Onaway city commissioners unanimously approved the language of a deal that would turn the city's lone police officer into a sheriff's deputy at their Monday meeting. The language will be reviewed by County Prosecutor Rick Steiger and the sheriff department, City Manager Joe Hefele said.
Under the agreement, the city would pay the sheriff department $50,000 annually to cover Onaway Police Chief Jim Gibson's wages once he becomes a deputy, Hefele said. The department would guarantee the city that Gibson or another deputy would spend at least 40 hours a week in the Onaway area, at least 20 hours of which would be night patrol.
Once there's an opening in the sheriff department, the agreement states Gibson would be hired as an additional deputy and the city would no longer cover his wages, Hefele said. The department also would no longer guarantee the city 40 hours per week of patrol. At this point, the city would use some of the money it's no longer spending on Gibson's wages to hire certified officers for additional night patrols.
"We're going to continue to meet with members of the county board and sheriff and undersheriff" to work on the deal, Hefele said.
While the city and sheriff department continue to work out a deal, Gibson's employment has been extended for another 30 days, Hefele said. Commissioners approved paying Gibson $1,004.72 per week, and maintaining his insurance and retirement coverage until April 30.
The city is seeking this arrangement as a way to deal with its shrinking finances, Mayor Gary Wregglesworth said. For the 2012-13 fiscal year, the city took in around $338,000 in general fund revenues, down from $420,000 in the 2008-09 fiscal year. The city's income tax revenues are projected to shrink by another $5,000 in the upcoming fiscal year.

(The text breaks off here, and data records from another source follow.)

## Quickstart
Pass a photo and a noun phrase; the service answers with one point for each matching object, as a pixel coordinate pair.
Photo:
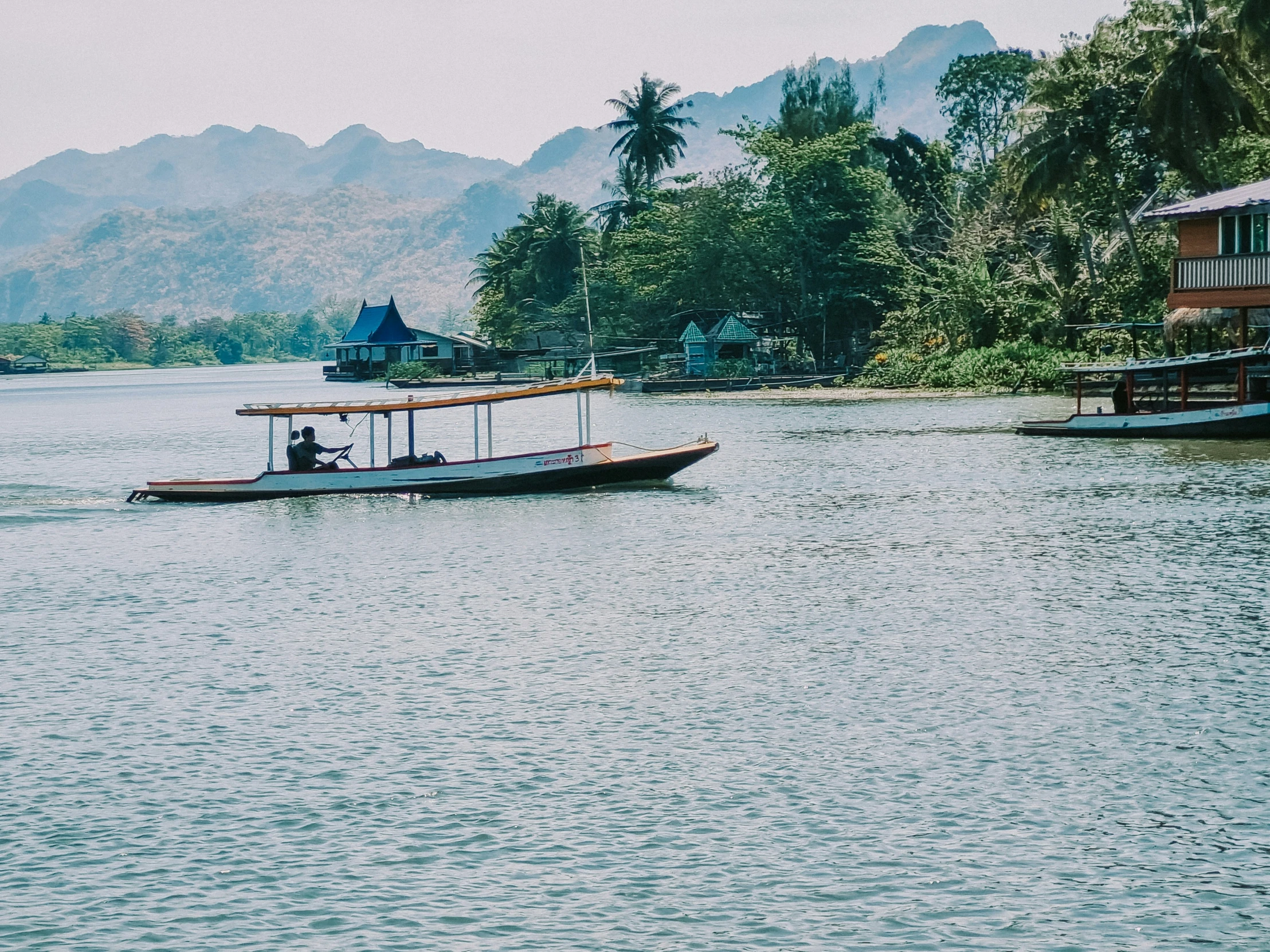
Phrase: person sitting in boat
(305, 453)
(1120, 398)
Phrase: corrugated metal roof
(1167, 363)
(692, 334)
(1242, 197)
(733, 332)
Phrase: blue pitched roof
(381, 324)
(692, 334)
(730, 331)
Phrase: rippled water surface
(877, 674)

"That just can't be absorbed without something happening," he said.
Combine this with a decline in population, and the city's finances have been hit even harder, Wregglesworth said. Many forms of state and federal funding coming into the city are based on population, and the number of city residents dropped once again in the 2010 Census as it has for 90 years.
Wregglesworth said he doesn't believe raising taxes would be the answer. Rather, he believes this would push people out of the city and discourage residents and businesses from moving in.

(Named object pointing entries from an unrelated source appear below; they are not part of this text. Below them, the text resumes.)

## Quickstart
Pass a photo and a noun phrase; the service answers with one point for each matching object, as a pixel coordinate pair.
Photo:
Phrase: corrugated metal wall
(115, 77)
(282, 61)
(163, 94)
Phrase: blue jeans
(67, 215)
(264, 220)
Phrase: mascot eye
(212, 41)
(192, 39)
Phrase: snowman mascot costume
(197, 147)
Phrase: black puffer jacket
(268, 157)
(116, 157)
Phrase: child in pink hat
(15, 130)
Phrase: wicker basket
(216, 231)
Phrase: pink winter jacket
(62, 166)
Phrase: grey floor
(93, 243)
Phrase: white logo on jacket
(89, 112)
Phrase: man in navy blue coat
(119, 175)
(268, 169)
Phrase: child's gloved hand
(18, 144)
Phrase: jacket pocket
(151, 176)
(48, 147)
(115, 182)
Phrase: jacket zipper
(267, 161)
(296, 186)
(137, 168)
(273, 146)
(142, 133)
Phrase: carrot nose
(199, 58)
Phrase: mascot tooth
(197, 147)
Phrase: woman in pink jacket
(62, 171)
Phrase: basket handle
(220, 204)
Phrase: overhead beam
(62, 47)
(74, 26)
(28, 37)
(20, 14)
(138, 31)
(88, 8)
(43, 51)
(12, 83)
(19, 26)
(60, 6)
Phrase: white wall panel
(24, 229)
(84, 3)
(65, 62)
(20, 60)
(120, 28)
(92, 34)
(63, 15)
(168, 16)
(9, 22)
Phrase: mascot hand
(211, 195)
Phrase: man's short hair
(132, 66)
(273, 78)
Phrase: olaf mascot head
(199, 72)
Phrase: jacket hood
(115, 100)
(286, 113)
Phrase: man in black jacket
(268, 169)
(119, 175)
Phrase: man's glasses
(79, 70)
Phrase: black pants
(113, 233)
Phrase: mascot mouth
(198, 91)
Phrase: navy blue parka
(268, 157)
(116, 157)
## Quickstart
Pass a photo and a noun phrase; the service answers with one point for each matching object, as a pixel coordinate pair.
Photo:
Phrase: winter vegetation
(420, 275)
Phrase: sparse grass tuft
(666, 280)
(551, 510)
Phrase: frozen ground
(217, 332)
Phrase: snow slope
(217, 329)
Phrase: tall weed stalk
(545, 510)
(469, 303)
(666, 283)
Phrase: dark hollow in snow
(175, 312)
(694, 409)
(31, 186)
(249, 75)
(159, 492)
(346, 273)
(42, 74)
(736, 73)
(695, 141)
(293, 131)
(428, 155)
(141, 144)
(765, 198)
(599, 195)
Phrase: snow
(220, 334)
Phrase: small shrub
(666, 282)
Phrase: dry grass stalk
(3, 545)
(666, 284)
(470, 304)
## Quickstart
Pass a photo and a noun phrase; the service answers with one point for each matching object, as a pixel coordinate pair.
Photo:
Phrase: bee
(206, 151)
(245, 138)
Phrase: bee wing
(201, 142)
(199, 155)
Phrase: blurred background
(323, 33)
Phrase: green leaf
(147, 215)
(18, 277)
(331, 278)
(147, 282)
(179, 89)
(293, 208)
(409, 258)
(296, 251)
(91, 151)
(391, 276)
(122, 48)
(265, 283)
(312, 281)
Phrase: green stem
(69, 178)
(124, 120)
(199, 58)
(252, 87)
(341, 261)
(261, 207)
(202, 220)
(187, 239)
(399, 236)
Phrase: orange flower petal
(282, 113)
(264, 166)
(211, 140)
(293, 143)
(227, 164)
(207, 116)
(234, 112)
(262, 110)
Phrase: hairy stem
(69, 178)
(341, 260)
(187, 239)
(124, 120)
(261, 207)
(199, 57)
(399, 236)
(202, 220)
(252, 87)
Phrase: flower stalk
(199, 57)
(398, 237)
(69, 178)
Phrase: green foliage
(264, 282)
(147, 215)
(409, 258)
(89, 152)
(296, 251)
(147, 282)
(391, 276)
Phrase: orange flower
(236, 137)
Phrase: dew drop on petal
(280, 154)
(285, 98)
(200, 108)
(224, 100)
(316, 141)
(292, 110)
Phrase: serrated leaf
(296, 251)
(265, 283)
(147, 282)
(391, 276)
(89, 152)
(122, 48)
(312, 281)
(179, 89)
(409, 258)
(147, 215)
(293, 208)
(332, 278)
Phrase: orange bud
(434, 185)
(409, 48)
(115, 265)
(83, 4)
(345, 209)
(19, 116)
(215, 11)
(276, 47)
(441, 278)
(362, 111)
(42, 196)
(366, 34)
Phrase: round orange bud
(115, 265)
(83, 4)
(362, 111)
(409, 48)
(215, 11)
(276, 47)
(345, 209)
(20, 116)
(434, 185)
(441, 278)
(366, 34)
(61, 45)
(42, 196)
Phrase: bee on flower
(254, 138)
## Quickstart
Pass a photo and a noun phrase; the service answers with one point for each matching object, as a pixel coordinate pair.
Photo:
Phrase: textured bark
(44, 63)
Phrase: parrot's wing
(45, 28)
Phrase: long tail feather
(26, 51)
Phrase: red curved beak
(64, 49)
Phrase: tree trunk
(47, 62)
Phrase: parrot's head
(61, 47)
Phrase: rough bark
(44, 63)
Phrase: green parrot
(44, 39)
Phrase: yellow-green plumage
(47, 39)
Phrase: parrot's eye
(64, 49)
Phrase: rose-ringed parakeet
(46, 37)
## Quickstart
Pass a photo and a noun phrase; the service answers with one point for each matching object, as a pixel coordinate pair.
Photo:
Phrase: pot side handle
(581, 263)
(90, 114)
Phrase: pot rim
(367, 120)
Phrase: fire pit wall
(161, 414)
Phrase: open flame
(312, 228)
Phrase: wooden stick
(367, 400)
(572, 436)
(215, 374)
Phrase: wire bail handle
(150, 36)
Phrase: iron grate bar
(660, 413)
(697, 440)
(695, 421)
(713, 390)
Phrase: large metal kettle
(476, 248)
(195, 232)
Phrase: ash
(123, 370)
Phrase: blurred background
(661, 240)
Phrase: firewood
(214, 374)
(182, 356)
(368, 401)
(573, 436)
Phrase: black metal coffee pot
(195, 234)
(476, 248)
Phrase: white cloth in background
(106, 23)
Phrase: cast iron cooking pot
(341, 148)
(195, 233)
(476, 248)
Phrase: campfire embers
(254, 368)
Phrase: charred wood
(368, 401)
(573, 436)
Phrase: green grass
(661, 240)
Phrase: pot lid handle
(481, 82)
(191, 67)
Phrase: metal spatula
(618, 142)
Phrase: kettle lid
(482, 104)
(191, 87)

When drafting the arrangement with the sheriff department, the city looked to the village of Hillman as a model, Wregglesworth said. The village depends on Montmorency County deputies for police coverage, and is similar in population and distance from the county seat to Onaway.

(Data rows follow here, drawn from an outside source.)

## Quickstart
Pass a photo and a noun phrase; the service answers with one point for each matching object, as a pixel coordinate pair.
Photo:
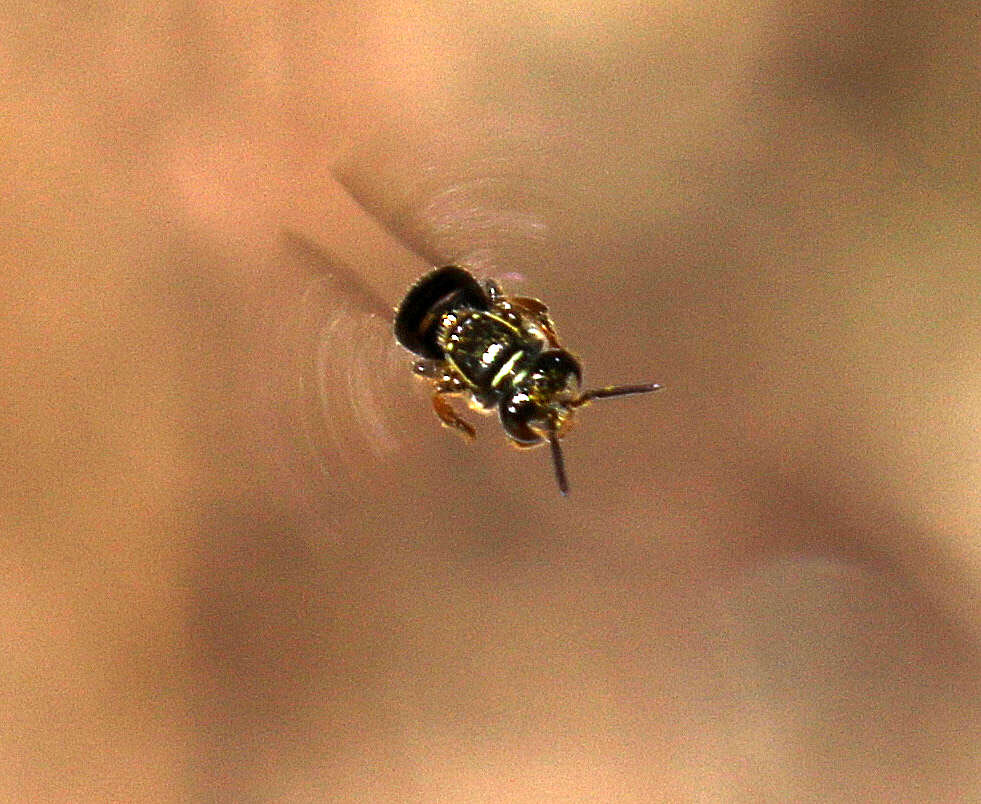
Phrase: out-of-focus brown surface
(765, 586)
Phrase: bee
(497, 352)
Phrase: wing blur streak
(354, 383)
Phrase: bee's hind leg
(448, 416)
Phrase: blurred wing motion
(354, 383)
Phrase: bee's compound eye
(558, 369)
(517, 414)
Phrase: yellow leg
(447, 415)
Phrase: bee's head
(541, 406)
(542, 401)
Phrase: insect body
(499, 353)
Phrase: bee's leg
(447, 415)
(430, 369)
(493, 290)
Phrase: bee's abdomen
(487, 351)
(418, 319)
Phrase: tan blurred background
(765, 585)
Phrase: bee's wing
(450, 206)
(354, 396)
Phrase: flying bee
(497, 352)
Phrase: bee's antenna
(614, 390)
(557, 461)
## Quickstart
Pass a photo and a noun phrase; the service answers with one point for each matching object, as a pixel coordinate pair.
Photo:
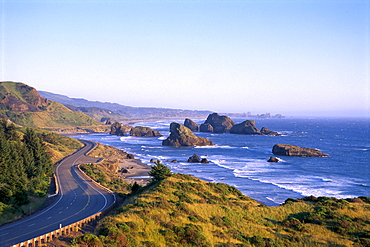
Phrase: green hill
(24, 106)
(185, 211)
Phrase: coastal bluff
(183, 136)
(291, 150)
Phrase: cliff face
(183, 136)
(24, 106)
(19, 97)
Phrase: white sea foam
(216, 146)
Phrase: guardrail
(55, 234)
(74, 227)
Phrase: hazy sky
(296, 58)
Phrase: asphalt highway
(77, 199)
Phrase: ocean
(241, 160)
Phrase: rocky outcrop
(119, 129)
(195, 159)
(267, 132)
(144, 132)
(248, 127)
(273, 159)
(291, 150)
(220, 124)
(191, 125)
(206, 127)
(183, 136)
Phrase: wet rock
(291, 150)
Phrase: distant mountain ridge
(119, 112)
(24, 106)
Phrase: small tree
(159, 172)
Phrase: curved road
(78, 198)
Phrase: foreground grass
(185, 211)
(106, 171)
(58, 147)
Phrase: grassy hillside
(56, 146)
(24, 106)
(120, 112)
(185, 211)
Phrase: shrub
(160, 172)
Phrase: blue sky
(297, 58)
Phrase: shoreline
(134, 170)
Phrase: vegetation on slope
(24, 106)
(26, 165)
(106, 171)
(184, 211)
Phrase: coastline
(134, 170)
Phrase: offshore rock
(266, 131)
(204, 161)
(291, 150)
(273, 159)
(206, 127)
(191, 125)
(119, 129)
(194, 159)
(183, 136)
(248, 127)
(220, 124)
(144, 132)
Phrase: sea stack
(291, 150)
(183, 136)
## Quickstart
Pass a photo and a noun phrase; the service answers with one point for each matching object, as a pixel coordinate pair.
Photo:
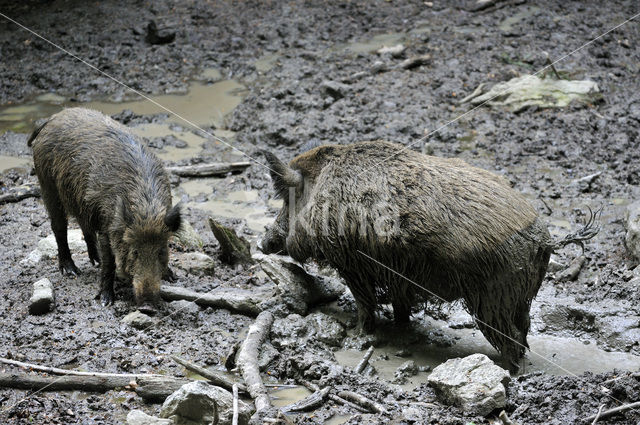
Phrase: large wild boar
(94, 169)
(405, 228)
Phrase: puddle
(508, 23)
(549, 354)
(372, 44)
(204, 104)
(266, 62)
(9, 162)
(285, 396)
(236, 204)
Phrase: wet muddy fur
(461, 233)
(92, 168)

Hillman Village Manager, David Post said the village has an agreement with the sheriff department where deputies enforce local ordinances and traffic codes. The department keeps fines from any enforcement.
Hillman has not had its own police department for a number of decades, Post said. Now, a countywide millage will provide funds for a sheriff deputy to patrol the Hillman area for 40 hours a week. In the time the village has depended on sheriff's deputies for police coverage, there have been little to no issues.
"We've had good luck," he said.
Without a similar county-wide millage, Onaway must work out its own solution. Wregglesworth said the agreement with the Presque Isle County Sheriff Department is "a good solution to a bad situation."
"It might not be exactly point for point what we have right at the moment, but the money situation dictates that we have to do something different," he said.